Das Jahr 2008 ist wenige Tage jung, der Ausklang des vorigen
jahres warf mir einige anregende Motive zu. Eigentlich war ich nach Graz aufgebrochen, um
Charlotte Pöchhacker, die Direktorin von "artimage", zu treffen, weil wir
einige Dinge besprechen wollten. Dabei lief ich dem Künstler Christian Eisenberger über
den Weg. Das ist für Augenblicke wie jenen gut:
Krusche: "Du hast ja einige Erfahrung im Bewohnen von
Schachteln."
Eisenberger: "Ich hab noch nie in einer Schachtel gewohnt."
Ich war unpräzis gewesen. Man könnte sowas zum Beispiel eine
"Pappendeckel-Jurte" nennen. [Große
Ansicht] (Foto: Eisenberger)
Randbemerkung: "Jurte" läßt an das "Nomadische" denken, an das
Leben der "Hauslosen", deren Kultur für westlichen Lifestyle gerne geplündert
wird; aber dazu ein anderes Mal, denn das hat nun nichts mit Eisenberger zu tun.
Dieser Mann hat viel Erfahrung damit, sehr private, körperliche "Umfelder"
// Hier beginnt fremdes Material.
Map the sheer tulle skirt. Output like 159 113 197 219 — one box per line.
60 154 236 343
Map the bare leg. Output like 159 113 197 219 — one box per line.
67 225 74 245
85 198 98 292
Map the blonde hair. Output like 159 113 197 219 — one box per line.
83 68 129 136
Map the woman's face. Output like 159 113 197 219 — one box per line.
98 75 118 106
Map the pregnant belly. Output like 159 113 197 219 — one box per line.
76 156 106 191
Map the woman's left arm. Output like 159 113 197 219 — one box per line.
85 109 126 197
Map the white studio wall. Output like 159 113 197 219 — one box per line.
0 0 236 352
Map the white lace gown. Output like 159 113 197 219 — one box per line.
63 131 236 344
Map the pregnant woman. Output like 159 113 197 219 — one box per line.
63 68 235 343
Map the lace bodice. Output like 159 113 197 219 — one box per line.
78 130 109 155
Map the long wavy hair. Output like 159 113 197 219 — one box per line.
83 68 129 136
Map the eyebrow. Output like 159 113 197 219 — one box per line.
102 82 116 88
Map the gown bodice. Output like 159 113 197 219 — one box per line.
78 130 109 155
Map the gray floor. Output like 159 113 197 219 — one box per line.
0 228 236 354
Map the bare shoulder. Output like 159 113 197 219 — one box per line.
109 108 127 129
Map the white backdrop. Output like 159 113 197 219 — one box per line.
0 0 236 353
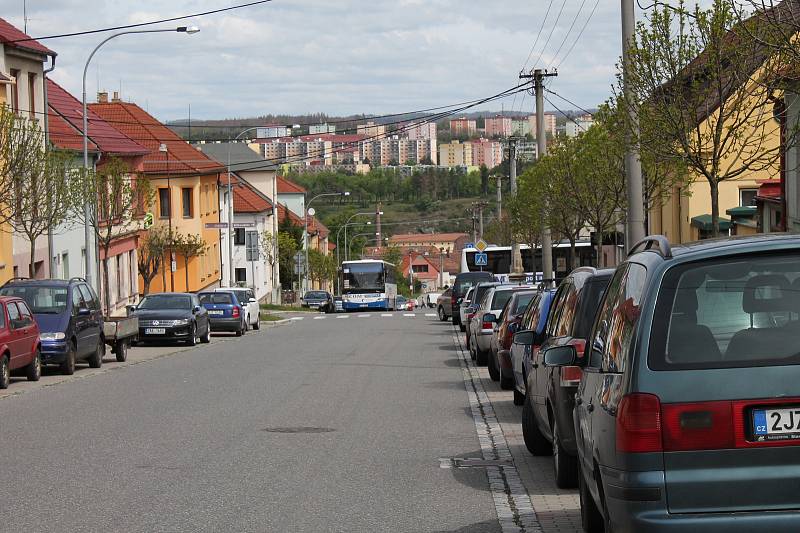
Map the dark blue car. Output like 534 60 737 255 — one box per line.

mit dem "öffentlichen Raum" zu verknüpfen und eines gegen das andere
aufzubrechen. Dadurch entstehen Irritationen, die einem beim Nachdenken über Raumkonzepte
auf die Sprünge zu helfen vermögen. Ich werde daraus noch so manche Anregung im Rahmen
von "next space" aufwerfen.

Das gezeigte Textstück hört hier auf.